The equation of circle A is:

(x - h)² + (y - k)² = r²

or, (x + 4)² + (y - 5)² = 10²

or, x² + 2.x.4 + 4² + y² - 2.y.5 + 5² = 100

or, x² + y² + 8x - 10y + 16 + 25 - 100 = 0

∴ x² + y² + 8x - 10y - 59 = 0

By using vector method, prove that the quadrilateral formed by joining the midpoints of adjacent sides of a quadrilateral is a parallelogram.

✎ Given:

ABCD is a quadrilateral. The midpoints of sides AB, BC, CD, DA are P, Q, R, S respectively.

To prove: PQRS is a parallelogram.

Construction: Join A and C.

Proof:

Statements	Reasons
1. PQ = 1/2 AC and PQ // AC	1. In △ABC, the line segment joining the midpoint of two sides of triangle is half of third side and parallel to third side.
2. SR = 1/2 AC and SR // AC	2. In △ADC, the line segment joining the midpoint of two sides of triangle is half of third side and parallel to third side.
3. PQ = SR and PQ // SR	3. From statements (1) and (2).
4. PQRS is a parallelogram	4. From statement (3), being opposite side of quadrilateral equal and parallel.

Proved

The image of the triangle A is A' and image of A' is A'' in the given graph.
1. a) By what transformation the image of the triangle A is A'? Write with reason.
2. b) By what transformation the image of the triangle A' is A''? Write with reason.
3. c) Write the name of transformation which denotes the combined transformation of the above two transformations? Write with reason.
✎ The vertices of triangle A are: (1, 0), (5, 1) and (5, 4).

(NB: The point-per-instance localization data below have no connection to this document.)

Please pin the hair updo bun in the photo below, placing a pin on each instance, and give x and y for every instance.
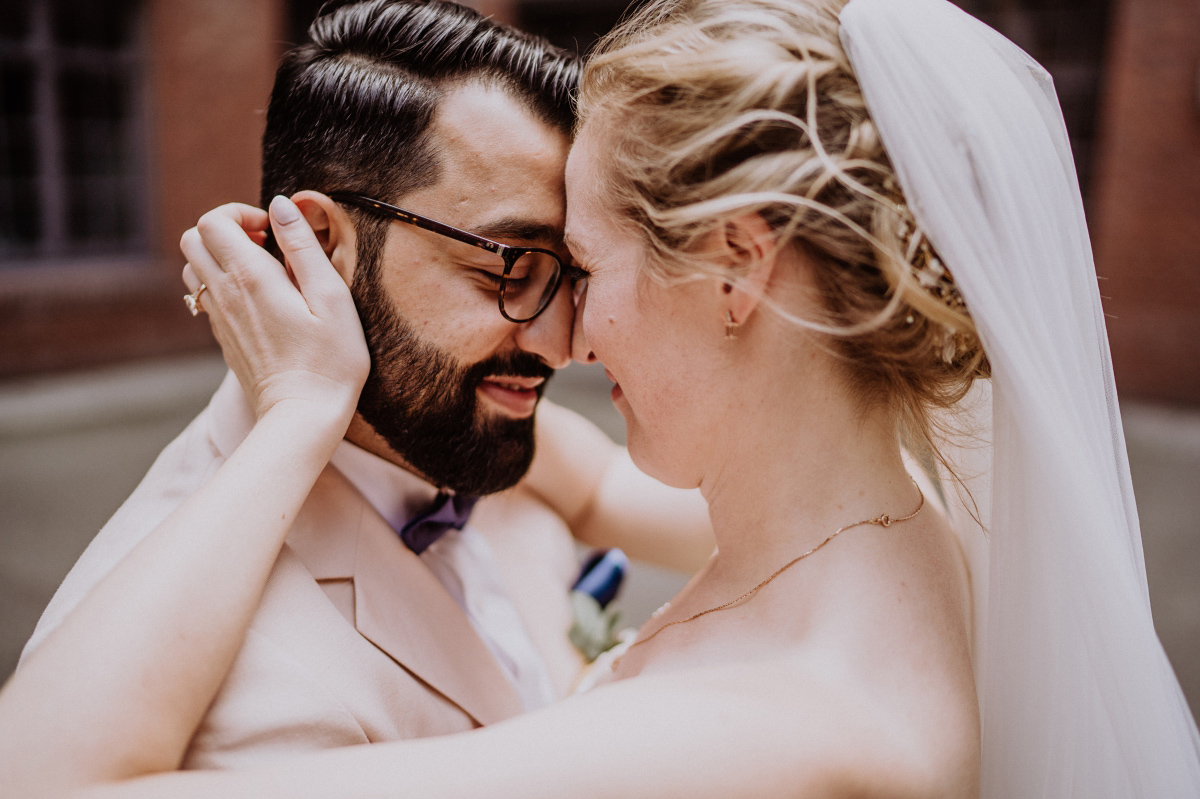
(720, 107)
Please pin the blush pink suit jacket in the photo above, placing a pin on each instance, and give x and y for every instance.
(354, 641)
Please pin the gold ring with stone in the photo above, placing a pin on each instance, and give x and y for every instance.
(193, 300)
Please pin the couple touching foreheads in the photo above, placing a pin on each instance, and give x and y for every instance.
(833, 257)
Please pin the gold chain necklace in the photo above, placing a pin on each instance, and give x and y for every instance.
(881, 521)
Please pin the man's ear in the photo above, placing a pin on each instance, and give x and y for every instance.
(749, 247)
(334, 229)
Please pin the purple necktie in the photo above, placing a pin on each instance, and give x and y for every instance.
(447, 511)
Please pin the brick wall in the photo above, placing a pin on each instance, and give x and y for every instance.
(1146, 200)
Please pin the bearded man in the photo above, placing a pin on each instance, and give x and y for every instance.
(425, 145)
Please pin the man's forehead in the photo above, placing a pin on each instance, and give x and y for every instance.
(501, 167)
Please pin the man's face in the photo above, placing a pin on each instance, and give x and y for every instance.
(454, 385)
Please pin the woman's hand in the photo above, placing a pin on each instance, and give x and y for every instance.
(294, 341)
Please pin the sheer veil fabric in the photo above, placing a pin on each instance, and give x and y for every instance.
(1075, 692)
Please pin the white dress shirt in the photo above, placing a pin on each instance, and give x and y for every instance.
(463, 562)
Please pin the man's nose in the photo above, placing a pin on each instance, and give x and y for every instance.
(549, 336)
(580, 349)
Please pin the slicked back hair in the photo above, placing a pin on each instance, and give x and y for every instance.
(352, 108)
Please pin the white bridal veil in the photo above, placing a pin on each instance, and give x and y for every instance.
(1075, 692)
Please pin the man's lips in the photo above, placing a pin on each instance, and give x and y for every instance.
(515, 395)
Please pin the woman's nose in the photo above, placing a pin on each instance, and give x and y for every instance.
(550, 334)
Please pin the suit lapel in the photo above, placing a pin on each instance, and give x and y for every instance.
(399, 604)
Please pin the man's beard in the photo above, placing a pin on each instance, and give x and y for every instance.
(424, 403)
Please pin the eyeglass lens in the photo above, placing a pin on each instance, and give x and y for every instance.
(531, 284)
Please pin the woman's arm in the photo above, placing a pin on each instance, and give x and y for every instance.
(119, 689)
(754, 731)
(607, 502)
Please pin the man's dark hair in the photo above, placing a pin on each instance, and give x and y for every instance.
(352, 108)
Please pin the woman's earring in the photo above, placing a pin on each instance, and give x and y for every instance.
(731, 328)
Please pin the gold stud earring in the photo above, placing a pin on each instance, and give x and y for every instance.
(731, 328)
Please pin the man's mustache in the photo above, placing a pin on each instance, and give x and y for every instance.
(510, 365)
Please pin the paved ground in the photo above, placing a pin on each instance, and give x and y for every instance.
(72, 448)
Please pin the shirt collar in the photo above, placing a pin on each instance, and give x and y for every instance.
(395, 493)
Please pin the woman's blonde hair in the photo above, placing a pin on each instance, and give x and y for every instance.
(715, 108)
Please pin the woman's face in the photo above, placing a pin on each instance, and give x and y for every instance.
(655, 341)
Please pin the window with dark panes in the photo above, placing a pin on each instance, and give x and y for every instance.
(72, 128)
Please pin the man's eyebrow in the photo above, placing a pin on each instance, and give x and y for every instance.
(574, 245)
(521, 229)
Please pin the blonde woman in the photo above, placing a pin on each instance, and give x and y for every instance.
(810, 230)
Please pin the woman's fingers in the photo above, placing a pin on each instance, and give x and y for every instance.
(315, 275)
(199, 260)
(190, 278)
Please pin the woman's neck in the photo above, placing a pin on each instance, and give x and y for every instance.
(781, 487)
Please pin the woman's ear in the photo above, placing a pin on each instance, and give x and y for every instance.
(749, 246)
(334, 229)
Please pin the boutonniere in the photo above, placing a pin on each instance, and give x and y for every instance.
(594, 628)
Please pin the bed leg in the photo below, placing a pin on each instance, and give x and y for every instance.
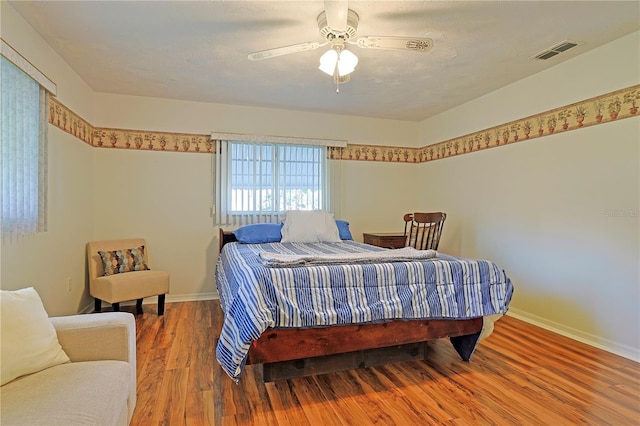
(465, 345)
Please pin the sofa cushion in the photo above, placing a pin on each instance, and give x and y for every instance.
(123, 260)
(29, 341)
(78, 393)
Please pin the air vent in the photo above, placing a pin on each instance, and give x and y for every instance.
(555, 50)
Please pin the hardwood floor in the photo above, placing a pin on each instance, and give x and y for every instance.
(520, 375)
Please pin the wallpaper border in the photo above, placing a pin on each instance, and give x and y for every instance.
(602, 109)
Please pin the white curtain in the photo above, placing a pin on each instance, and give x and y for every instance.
(24, 153)
(257, 182)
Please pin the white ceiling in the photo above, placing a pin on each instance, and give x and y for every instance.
(197, 50)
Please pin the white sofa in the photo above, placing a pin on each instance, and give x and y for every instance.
(98, 386)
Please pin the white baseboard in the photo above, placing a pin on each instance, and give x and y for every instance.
(589, 339)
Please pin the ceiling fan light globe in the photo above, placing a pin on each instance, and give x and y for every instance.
(328, 62)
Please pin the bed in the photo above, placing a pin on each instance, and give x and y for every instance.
(297, 320)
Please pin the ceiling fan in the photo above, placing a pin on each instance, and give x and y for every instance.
(338, 25)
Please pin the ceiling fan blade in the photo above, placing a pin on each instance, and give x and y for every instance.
(285, 50)
(336, 11)
(418, 44)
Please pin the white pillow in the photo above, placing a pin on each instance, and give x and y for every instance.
(309, 226)
(28, 341)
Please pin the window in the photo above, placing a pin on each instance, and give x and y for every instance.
(258, 181)
(23, 152)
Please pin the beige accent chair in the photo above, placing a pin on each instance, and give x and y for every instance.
(125, 286)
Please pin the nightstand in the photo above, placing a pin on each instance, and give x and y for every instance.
(385, 239)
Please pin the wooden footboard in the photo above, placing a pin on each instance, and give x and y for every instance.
(287, 353)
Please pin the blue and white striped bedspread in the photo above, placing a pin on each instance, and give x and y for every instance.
(255, 297)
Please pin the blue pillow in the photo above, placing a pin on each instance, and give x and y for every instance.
(343, 230)
(258, 233)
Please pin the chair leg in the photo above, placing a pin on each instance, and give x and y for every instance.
(161, 304)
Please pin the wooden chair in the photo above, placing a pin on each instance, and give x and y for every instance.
(124, 286)
(423, 230)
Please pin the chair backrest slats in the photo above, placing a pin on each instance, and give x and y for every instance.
(423, 230)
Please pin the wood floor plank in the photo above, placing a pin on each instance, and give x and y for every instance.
(521, 374)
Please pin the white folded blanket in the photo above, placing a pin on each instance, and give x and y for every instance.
(405, 254)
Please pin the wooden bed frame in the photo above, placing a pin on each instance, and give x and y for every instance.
(294, 352)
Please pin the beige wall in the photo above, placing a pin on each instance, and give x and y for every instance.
(166, 196)
(47, 261)
(538, 208)
(560, 214)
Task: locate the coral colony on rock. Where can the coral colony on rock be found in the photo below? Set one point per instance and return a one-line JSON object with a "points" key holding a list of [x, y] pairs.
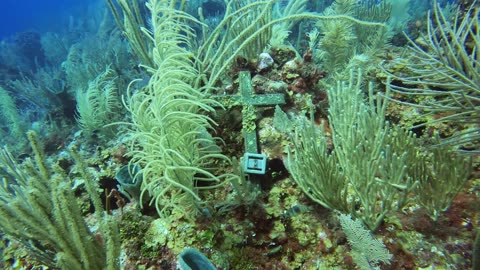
{"points": [[243, 134]]}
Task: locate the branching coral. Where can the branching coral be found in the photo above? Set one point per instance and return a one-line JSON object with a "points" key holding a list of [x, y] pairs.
{"points": [[374, 167], [445, 66], [38, 209]]}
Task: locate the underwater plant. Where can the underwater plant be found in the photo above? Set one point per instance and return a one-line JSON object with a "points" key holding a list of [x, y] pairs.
{"points": [[444, 66], [374, 167], [38, 208]]}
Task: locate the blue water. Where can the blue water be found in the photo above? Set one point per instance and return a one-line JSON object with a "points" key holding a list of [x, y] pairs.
{"points": [[39, 15]]}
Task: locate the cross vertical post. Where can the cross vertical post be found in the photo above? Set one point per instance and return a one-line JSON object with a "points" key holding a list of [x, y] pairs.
{"points": [[253, 161]]}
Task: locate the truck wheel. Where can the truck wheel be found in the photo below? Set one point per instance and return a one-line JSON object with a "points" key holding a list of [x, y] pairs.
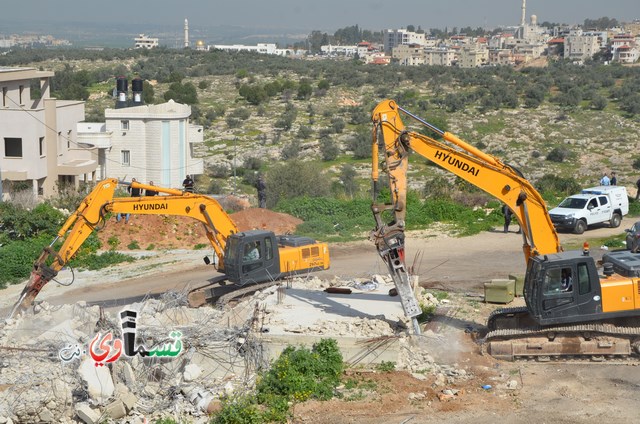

The vertices of triangle A' are: (-1, 0), (-5, -1) and (-5, -4).

The vertices of triangle A'' are: (0, 1), (1, 5) and (4, 5).

a) When triangle A is transformed into A':
- (1, 0) → (-1, 0)
- (5, 1) → (-5, -1)
- (5, 4) → (-5, -4)
The transformation of triangle A into triangle A' is the rotation through 180° about origin because it follows the rule of the rotation through 180° about origin i.e., (x, y) → (-x, -y).

b) When triangle A' is transformed into A'':
- (-1, 0) → (0, 1)
- (-5, -1) → (1, 5)
- (-5, -4) → (4, 5)
The transformation of triangle A' into triangle A'' is the reflection on y = -x because it follows the rule of the reflection on y = -x i.e., (x, y) → (-y, -x).

c) When triangle A is transformed into A'' (combined transformation):
- (1, 0) → (0, 1)
- (5, 1) → (1, 5)
- (5, 4) → (4, 5)
The combined transformation is the reflection on y = x because it follows the rule of the reflection on y = x i.e., (x, y) → (y, x).

THE END